Complex event processing is relatively new. It was pioneered over several years by startups such as StreamBase Systems, a company founded by former University of California at Berkeley professor Michael Stonebraker, and both Oracle and IBM now offer it. Complex event processing is an ability to define a discrete software event, then monitor it over time, set parameters around it, and trigger alerts if the rules governing it are violated.
"What is a complex event? It is an event that could only happen if lots of other events happened," answered David Luckham, author of the book The Power Of Events and professor emeritus at Stanford University. A mortgage approval is a complex event, and a lot of observers believe that a routine check by a complex event processing system would have tagged many subprime mortgages as candidates for high-risk, if not fraudulent, issuance.
One reason that IBM stirs interest when it says it wants to get into business event management is that it's in the process of buying ILOG, the business rules engine market leader. ILOG recently displaced Fair Isaac, a leading credit-checking system, as the top business rules engine, according to IDC. Since the acquisition is not complete, information's discussion with Kramer Reeves, IBM's manager of business process management product marketing, could not include ILOG, but the $340 million purchase lends intrigue to IBM's BEM moves.
IBM started edging up to BEM with the acquisition of AppSoft last spring. It previously had a toe in the business process management market with WebSphere Event Broker, WebSphere Enterprise Service Bus, and WebSphere Process Server.
"None of these products amounted to a real strategy. We didn't have tight engineering, focused on business event management," conceded Reeves.
That changed with the AppSoft acquisition, which provided the "capstone" product for a BEM lineup issued earlier this year, called WebSphere Business Events, Reeves said in a recent interview. The acquisition provided the "tooling for dialing between complex event processing (based on related events which occur in the software infrastructure) and business event processing," which may occur between unrelated systems with human interventions.
By being able to combine views of software events and business events in one set of tools, IBM gains the prospect of "allowing business users to more easily change the logic in the business event processes," Reeves said. And they should be able to do so in business language, not programming languages.
It's IBM's goal to put "simple user interfaces, simple interactions based on simple conditional logic" in front of business processes and start allowing more automated monitoring, change, and control of them, he said.
Look for IBM to start filling out what Reeves calls the WebSphere Business Service Fabric, a suite of business event processing products, which will separate the rules governing business events from the software processes themselves.

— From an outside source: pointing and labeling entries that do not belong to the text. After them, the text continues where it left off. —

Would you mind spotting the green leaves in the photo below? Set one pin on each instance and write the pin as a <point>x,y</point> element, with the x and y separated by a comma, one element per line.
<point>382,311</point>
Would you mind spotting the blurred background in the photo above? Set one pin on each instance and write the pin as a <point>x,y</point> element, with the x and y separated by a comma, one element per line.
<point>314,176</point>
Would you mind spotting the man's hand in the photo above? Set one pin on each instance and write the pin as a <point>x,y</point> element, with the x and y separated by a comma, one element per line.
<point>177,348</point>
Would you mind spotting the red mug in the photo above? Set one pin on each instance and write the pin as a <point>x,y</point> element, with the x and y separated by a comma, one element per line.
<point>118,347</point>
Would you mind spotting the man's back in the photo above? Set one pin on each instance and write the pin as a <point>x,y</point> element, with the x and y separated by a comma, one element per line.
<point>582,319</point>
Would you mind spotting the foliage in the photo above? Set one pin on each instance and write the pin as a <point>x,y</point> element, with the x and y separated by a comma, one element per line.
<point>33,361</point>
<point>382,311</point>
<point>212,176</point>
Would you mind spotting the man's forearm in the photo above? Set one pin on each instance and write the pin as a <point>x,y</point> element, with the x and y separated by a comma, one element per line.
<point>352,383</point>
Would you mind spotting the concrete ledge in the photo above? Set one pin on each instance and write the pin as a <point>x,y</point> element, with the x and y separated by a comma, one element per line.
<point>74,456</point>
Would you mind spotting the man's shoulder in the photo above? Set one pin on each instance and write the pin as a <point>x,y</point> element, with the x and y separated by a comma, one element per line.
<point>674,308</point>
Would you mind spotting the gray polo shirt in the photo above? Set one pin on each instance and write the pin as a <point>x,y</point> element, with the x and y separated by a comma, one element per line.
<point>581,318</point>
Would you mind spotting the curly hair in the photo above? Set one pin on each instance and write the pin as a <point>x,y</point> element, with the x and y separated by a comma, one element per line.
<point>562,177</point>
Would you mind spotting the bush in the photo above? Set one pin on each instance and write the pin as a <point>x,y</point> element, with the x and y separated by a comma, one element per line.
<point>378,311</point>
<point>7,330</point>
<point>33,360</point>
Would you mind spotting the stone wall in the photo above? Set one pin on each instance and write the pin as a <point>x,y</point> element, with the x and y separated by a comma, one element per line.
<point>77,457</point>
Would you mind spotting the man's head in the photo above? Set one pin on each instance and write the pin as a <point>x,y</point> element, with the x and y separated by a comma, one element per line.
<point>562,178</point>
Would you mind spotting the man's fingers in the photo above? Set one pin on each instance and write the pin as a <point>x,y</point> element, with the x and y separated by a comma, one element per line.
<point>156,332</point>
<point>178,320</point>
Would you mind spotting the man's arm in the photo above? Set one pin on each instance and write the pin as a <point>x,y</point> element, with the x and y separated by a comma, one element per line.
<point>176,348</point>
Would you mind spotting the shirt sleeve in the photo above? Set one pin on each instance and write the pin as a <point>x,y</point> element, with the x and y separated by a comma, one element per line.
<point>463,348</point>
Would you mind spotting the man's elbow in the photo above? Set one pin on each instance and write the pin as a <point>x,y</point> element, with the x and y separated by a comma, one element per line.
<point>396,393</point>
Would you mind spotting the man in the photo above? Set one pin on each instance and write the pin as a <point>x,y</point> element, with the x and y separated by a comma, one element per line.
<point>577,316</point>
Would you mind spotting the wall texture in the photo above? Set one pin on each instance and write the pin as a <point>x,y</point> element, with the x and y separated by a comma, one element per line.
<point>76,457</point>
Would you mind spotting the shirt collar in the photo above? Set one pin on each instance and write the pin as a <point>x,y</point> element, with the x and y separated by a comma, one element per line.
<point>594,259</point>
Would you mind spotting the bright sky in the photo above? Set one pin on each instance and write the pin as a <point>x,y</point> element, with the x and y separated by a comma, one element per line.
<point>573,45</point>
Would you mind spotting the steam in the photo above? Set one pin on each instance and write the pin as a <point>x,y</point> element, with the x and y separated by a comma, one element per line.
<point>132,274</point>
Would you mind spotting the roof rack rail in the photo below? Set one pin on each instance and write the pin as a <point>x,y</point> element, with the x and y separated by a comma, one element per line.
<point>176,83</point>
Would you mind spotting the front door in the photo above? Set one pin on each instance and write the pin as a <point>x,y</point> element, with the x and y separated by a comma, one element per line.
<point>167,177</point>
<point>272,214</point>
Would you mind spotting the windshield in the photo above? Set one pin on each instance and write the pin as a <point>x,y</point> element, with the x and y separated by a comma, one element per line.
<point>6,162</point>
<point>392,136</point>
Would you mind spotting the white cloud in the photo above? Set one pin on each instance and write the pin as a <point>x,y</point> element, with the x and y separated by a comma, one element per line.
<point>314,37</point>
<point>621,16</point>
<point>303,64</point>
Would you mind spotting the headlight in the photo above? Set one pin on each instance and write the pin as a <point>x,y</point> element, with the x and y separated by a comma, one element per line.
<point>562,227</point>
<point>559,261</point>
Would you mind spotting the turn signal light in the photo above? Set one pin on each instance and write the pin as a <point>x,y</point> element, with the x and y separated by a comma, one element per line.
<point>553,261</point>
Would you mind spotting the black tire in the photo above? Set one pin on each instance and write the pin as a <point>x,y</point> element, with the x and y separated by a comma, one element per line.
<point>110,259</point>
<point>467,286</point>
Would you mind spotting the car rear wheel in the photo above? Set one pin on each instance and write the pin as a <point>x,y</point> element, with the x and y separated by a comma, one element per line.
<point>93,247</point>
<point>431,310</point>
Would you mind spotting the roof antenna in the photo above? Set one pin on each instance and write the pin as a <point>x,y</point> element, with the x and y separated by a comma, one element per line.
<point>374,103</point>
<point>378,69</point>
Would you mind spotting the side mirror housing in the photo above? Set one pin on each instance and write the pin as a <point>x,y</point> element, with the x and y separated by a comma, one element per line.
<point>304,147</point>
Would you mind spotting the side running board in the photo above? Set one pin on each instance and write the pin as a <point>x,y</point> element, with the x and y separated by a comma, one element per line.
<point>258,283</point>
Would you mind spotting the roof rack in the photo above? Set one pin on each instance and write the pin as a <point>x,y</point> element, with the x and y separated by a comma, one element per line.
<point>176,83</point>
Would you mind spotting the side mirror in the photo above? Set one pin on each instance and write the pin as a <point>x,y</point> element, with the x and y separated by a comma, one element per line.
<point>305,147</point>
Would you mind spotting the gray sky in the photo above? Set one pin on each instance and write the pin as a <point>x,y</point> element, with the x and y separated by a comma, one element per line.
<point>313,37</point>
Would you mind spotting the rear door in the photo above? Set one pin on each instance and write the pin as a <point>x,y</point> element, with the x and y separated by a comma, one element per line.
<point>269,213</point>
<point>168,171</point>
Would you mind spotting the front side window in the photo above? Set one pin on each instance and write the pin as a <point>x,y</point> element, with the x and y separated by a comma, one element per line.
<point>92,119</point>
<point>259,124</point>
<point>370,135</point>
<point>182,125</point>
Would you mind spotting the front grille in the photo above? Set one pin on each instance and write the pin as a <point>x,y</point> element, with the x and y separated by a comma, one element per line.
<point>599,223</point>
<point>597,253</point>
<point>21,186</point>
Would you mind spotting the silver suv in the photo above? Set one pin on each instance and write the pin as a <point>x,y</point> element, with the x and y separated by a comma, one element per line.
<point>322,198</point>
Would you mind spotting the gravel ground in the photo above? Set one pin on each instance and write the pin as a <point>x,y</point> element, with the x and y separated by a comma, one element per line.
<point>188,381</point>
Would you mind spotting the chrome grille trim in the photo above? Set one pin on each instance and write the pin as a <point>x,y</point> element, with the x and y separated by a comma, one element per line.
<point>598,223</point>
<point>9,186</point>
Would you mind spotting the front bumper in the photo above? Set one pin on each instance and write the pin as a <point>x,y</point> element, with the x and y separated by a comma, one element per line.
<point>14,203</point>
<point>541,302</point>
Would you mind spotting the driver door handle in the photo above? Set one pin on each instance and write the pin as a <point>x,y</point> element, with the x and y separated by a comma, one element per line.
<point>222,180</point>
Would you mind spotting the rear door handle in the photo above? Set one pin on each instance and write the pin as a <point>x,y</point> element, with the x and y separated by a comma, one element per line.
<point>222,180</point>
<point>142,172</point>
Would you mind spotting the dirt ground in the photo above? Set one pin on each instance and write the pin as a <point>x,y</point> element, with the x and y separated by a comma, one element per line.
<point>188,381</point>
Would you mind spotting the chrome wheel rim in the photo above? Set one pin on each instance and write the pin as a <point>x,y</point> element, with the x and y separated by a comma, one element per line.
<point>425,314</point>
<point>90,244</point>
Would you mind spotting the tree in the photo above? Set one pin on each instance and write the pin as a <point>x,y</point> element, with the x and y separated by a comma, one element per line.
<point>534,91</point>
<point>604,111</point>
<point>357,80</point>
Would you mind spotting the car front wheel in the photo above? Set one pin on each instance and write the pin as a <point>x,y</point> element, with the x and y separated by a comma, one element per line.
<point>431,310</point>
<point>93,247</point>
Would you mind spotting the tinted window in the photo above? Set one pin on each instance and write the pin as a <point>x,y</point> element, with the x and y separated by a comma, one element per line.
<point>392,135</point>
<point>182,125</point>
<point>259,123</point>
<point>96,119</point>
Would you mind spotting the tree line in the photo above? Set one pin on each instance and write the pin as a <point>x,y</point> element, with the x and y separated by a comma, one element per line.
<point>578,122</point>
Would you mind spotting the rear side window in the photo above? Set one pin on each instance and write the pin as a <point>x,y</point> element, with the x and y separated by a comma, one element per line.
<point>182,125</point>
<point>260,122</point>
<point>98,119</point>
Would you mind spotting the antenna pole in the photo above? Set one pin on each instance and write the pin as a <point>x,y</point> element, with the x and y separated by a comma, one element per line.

If that's accomplished, then it will become a more straightforward problem to express business rules in the "if/then" conditional sequence used by business rules engines. In other words, if a certain condition prevails, such as an order for $1 million worth of goods, then a condition that dictates checking the credit worthiness of the buyer kicks in.
Other vendors are likely to understand the potential value of this space. Oracle, with the acquisition of BEA Systems, gained an ability to expand its business process management and business rules engine application as well and is likely to compete on this front.